Martina s’è sempre tenuta in cima al gruppetto delle donne: dopo i primi tre giri oscillanti dal settimo al decimo posto, negli altri sei girava la boa tra il secondo e il quinto, ed arrivava allo strappo finale sotto le barche alla fonda del Moll de la Fusta all’esterno delle altre ma accelerando quelle due volte che s’era prefissa, alla boa gialla ed all’imbuto finale. Quel famoso rush sul quale, quando credeva d’essere d’argento, diceva di dover lavorare ancora, e invece no, perché è già d’oro. «Alla fine – diceva – perdo sempre un po’». E stavolta però guadagnava.

Dunque valevano la pena tutte quelle giornate in piscina, quelle che il suo allenatore Fabio Cuzzani, che la guida da quando Martina aveva 16 anni, le propone e forse impone; ogni tanto magari si mandano scambievolmente a quel paese (eufemismo) ma quand ti toccano 9-10 allenamenti a settimanali, una media di 12-13 chilometri di nuoto al giorno può anche succedere che la famosa adrenalina prenda il sopravvento. Il mare? Quasi mai, però ti può capitare seguendo il circuito delle gare.

Qualche rimpianto per «quei piccoli errori» commessi, a suo dire, durante la 10 chilometri, ma lei, dice il suo allenatore, «per i 25 è fisiologicamente portata anche se non ancora psicologicamente»; per fortuna, sennò vinceva per distacco e non per un decimo di secondo che sembra diventa una cifra sempre più probabile anche al termine delle gare di fondo, su terra o in acqua che siano.

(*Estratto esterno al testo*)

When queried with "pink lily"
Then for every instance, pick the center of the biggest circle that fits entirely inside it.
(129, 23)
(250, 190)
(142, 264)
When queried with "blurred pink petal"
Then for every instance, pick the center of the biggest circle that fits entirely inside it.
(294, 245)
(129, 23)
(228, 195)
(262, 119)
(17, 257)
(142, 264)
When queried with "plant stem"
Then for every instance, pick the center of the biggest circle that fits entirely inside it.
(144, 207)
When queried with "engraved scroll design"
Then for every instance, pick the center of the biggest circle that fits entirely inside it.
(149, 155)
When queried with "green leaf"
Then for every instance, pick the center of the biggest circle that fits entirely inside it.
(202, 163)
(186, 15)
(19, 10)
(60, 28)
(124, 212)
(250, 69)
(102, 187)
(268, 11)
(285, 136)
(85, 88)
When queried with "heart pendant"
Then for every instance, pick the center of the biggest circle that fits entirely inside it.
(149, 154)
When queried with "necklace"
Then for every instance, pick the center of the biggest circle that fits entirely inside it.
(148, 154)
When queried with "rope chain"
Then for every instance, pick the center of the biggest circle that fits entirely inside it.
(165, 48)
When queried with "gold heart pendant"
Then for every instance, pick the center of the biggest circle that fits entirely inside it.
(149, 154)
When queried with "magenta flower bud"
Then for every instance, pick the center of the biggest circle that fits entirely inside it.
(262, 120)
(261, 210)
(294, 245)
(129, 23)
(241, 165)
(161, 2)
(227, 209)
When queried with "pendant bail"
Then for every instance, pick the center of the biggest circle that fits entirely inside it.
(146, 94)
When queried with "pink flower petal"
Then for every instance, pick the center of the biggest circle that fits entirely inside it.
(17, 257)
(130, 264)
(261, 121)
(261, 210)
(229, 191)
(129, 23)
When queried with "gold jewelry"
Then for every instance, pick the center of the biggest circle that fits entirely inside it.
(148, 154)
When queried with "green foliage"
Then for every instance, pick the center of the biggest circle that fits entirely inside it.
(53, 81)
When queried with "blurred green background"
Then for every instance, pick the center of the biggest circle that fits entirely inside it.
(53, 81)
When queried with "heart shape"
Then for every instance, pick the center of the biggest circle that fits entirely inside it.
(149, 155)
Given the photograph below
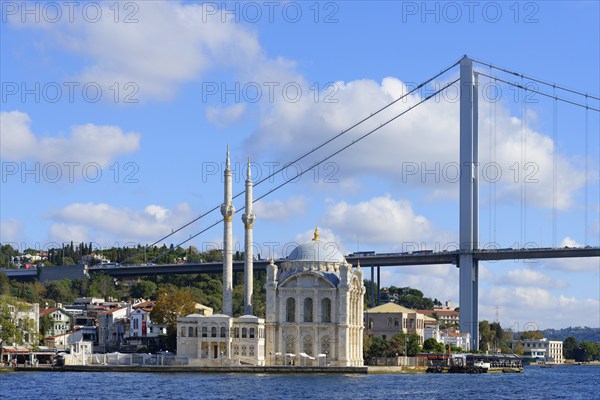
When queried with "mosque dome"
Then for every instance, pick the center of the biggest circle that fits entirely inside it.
(317, 251)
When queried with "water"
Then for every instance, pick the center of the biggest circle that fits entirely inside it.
(573, 382)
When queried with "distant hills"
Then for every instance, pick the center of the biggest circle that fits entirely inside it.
(579, 333)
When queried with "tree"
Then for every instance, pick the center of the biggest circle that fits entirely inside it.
(4, 284)
(170, 305)
(532, 335)
(14, 331)
(587, 351)
(378, 348)
(143, 290)
(433, 346)
(60, 291)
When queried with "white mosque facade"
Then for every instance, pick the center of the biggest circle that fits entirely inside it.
(314, 308)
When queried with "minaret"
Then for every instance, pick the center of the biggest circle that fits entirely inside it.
(227, 210)
(248, 219)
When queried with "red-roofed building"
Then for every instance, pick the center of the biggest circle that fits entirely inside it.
(444, 317)
(58, 322)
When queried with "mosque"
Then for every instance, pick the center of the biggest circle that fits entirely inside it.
(314, 306)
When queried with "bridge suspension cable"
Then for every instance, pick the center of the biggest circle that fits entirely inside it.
(554, 85)
(582, 105)
(316, 164)
(274, 173)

Adesso che sa che è d’oro Martina vuole una bandiera tricolore: se la mette sulle spalle, va alla premiazione, sale sul podio, guarda la bandiera extralarge che sventola allegra sul pennone più alto in faccia al mare dove il fondo azzurro stava per finire spiaggiato ma lei l’ha rimesso nell’acqua del trionfo, prova a cantare Fratelli d’Italia, il labiale fa capire qualche parola, si dondola alla musica che deve essere la più dolce che abbia mai ascoltato.E per gli italiani di Barcellona che l’hanno tifata per cinque ore, sette minuti, diciannove secondi e sette decimi è anche così.